Introducing Amazon S3 shuffle in AWS Glue
Nov 2022: Newer version of the product is now available to be used for this post.
AWS Glue is a serverless data integration service that makes it easy to discover, prepare, and combine data for analytics, machine learning (ML), and application development. In AWS Glue, you can use Apache Spark, which is an open-source, distributed processing system for your data integration tasks and big data workloads. Apache Spark utilizes in-memory caching and optimized query execution for fast analytic queries against your datasets, which are split into multiple partitions so that you can execute different transformations in parallel.
Shuffling is an important step in a Spark job whenever data is rearranged between partitions. The groupByKey(), reduceByKey(), join(), and distinct() are some examples of wide transformations that can cause a shuffle. During a shuffle, data is written to disk and transferred across the network. As a result, the shuffle operation is often constrained by the available local disk capacity, or data skew, which can cause straggling executors. Spark often throws a
No space left on device or
MetadataFetchFailedException error when there is not enough disk space left on the executor and there is no recovery.

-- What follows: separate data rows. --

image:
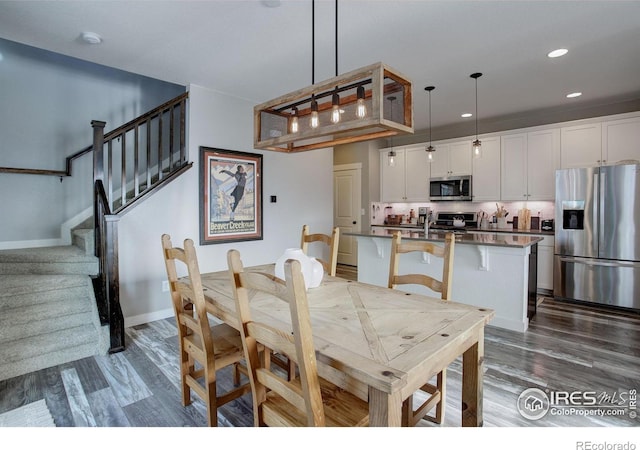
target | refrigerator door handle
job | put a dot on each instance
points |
(600, 262)
(600, 232)
(596, 210)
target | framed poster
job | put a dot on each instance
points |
(230, 196)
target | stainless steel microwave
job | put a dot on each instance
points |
(450, 189)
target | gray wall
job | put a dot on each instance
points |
(47, 102)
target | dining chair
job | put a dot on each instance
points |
(332, 241)
(307, 400)
(211, 347)
(436, 393)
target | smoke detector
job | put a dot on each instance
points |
(90, 37)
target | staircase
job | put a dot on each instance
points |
(53, 300)
(48, 313)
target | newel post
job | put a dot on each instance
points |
(98, 146)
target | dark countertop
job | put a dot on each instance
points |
(489, 238)
(475, 230)
(511, 230)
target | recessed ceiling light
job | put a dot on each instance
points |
(557, 53)
(90, 37)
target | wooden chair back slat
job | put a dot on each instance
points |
(331, 241)
(305, 391)
(411, 417)
(198, 341)
(399, 247)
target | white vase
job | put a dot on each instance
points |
(312, 270)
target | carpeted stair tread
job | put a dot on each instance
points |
(63, 253)
(51, 285)
(46, 343)
(67, 259)
(53, 358)
(44, 322)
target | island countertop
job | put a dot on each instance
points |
(485, 238)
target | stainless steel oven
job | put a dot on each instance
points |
(450, 189)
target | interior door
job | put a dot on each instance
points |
(347, 209)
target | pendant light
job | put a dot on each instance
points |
(430, 149)
(344, 109)
(392, 152)
(477, 145)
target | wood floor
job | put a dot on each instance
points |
(567, 348)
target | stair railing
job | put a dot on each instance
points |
(129, 163)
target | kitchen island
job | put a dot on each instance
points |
(491, 270)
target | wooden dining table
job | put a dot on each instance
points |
(380, 344)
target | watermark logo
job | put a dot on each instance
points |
(533, 404)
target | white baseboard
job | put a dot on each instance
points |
(66, 227)
(132, 321)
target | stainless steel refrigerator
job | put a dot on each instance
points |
(597, 237)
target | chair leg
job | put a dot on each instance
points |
(441, 383)
(212, 405)
(236, 374)
(292, 370)
(407, 412)
(186, 368)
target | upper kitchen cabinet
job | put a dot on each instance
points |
(620, 140)
(486, 171)
(451, 159)
(581, 146)
(408, 179)
(529, 162)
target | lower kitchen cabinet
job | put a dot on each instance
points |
(545, 263)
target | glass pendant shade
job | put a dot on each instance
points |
(294, 121)
(477, 149)
(361, 107)
(392, 158)
(363, 95)
(477, 145)
(335, 108)
(314, 120)
(430, 149)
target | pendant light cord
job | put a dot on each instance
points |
(476, 108)
(336, 37)
(313, 41)
(429, 118)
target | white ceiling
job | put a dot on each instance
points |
(249, 50)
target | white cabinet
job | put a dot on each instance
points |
(451, 159)
(621, 140)
(581, 146)
(528, 165)
(514, 167)
(408, 179)
(486, 172)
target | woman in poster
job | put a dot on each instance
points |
(238, 191)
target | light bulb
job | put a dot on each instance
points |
(477, 149)
(361, 108)
(294, 120)
(335, 108)
(314, 122)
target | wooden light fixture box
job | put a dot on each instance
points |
(384, 117)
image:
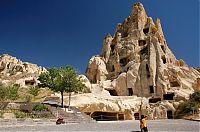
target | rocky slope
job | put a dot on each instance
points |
(14, 71)
(136, 70)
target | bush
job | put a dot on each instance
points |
(40, 107)
(12, 92)
(195, 96)
(3, 92)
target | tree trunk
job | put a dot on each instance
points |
(69, 100)
(62, 99)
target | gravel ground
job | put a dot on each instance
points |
(121, 126)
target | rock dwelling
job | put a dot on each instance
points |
(136, 73)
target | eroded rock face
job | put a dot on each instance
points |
(14, 71)
(138, 58)
(136, 61)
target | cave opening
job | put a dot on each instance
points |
(142, 42)
(154, 100)
(145, 30)
(147, 71)
(174, 84)
(112, 92)
(169, 96)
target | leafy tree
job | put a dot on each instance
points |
(63, 79)
(12, 92)
(3, 92)
(34, 91)
(195, 96)
(187, 107)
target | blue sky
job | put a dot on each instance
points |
(68, 32)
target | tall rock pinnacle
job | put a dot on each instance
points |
(137, 61)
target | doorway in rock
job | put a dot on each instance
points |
(154, 100)
(120, 116)
(151, 89)
(169, 96)
(169, 114)
(137, 116)
(106, 116)
(112, 92)
(130, 91)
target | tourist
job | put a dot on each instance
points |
(143, 123)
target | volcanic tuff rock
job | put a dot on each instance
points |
(14, 71)
(137, 62)
(138, 59)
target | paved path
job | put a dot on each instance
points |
(121, 126)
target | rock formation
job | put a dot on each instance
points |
(136, 62)
(14, 71)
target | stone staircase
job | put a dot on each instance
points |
(72, 116)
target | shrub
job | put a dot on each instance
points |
(12, 92)
(39, 107)
(3, 92)
(195, 96)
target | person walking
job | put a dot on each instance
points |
(143, 123)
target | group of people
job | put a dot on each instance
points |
(143, 123)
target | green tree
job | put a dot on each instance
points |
(3, 92)
(195, 96)
(12, 92)
(63, 79)
(34, 91)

This post introduces a new Spark shuffle manager available in AWS Glue that disaggregates Spark compute and shuffle storage by utilizing Amazon Simple Storage Service (Amazon S3) to store Spark shuffle and spill files. Using Amazon S3 for Spark shuffle storage lets you run data-intensive workloads much more reliably.
Understanding the shuffle operation in AWS Glue
Spark creates physical plans for running your workflow, called Directed Acyclic Graphs (DAGs). The DAG represents a series of transformations on your dataset, each resulting in a new immutable RDD. All of the transformations in Spark are lazy, in that they are not computed until an action is called to generate results. There are two types of transformations:
- Narrow transformation – Such as
mapPartition, where each input partition contributes to only one output partition.

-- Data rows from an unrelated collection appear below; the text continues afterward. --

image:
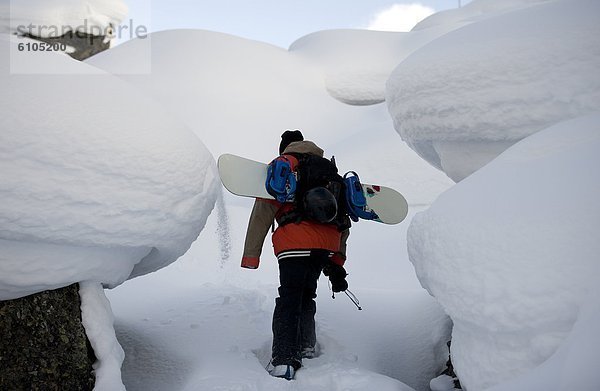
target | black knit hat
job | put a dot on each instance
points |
(288, 137)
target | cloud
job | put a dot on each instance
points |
(399, 17)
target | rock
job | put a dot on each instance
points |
(84, 45)
(43, 343)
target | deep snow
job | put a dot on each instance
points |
(511, 253)
(468, 95)
(203, 322)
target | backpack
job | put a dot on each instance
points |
(312, 172)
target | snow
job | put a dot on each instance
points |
(223, 74)
(97, 319)
(511, 253)
(465, 97)
(100, 188)
(54, 18)
(111, 181)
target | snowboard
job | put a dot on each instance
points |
(246, 178)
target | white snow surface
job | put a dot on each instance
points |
(356, 63)
(466, 96)
(511, 253)
(56, 17)
(239, 95)
(90, 194)
(102, 186)
(97, 319)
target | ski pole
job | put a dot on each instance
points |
(353, 298)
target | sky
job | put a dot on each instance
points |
(280, 22)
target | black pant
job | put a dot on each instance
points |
(295, 308)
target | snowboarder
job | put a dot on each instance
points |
(303, 249)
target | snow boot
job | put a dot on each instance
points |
(309, 352)
(283, 371)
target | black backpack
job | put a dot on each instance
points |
(316, 172)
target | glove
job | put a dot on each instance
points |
(337, 276)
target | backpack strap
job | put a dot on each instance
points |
(356, 202)
(281, 179)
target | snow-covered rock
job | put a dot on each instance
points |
(97, 182)
(465, 97)
(357, 63)
(511, 253)
(239, 95)
(53, 18)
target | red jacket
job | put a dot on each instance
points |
(293, 236)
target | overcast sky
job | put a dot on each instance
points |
(281, 22)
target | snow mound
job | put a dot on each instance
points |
(239, 95)
(511, 252)
(232, 91)
(474, 11)
(97, 182)
(465, 97)
(357, 63)
(52, 18)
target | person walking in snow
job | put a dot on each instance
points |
(303, 247)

- Wide transformation – Such as
repartition, where each input partition contributes to many output partitions.
In Spark, a shuffle occurs whenever data is rearranged between partitions. This is required because the wide transformation needs information from other partitions in order to complete its processing. Spark gathers the required data from each partition and combines it into a new partition. During a shuffle phase, all Spark map tasks write shuffle data to a local disk that is then transferred across the network and fetched by Spark reduce tasks. With AWS Glue, workers write shuffle data on local disk volumes attached to the AWS Glue workers.
In addition to shuffle writes, Spark uses local disk to spill data from memory that exceeds the heap space defined by the
spark.memory.fraction configuration parameter. Shuffle spill (memory) is the size of the de-serialized form of the data in the memory at the time when the worker spills it. Whereas shuffle spill (disk) is the size of the serialized form of the data on disk after the worker has spilled.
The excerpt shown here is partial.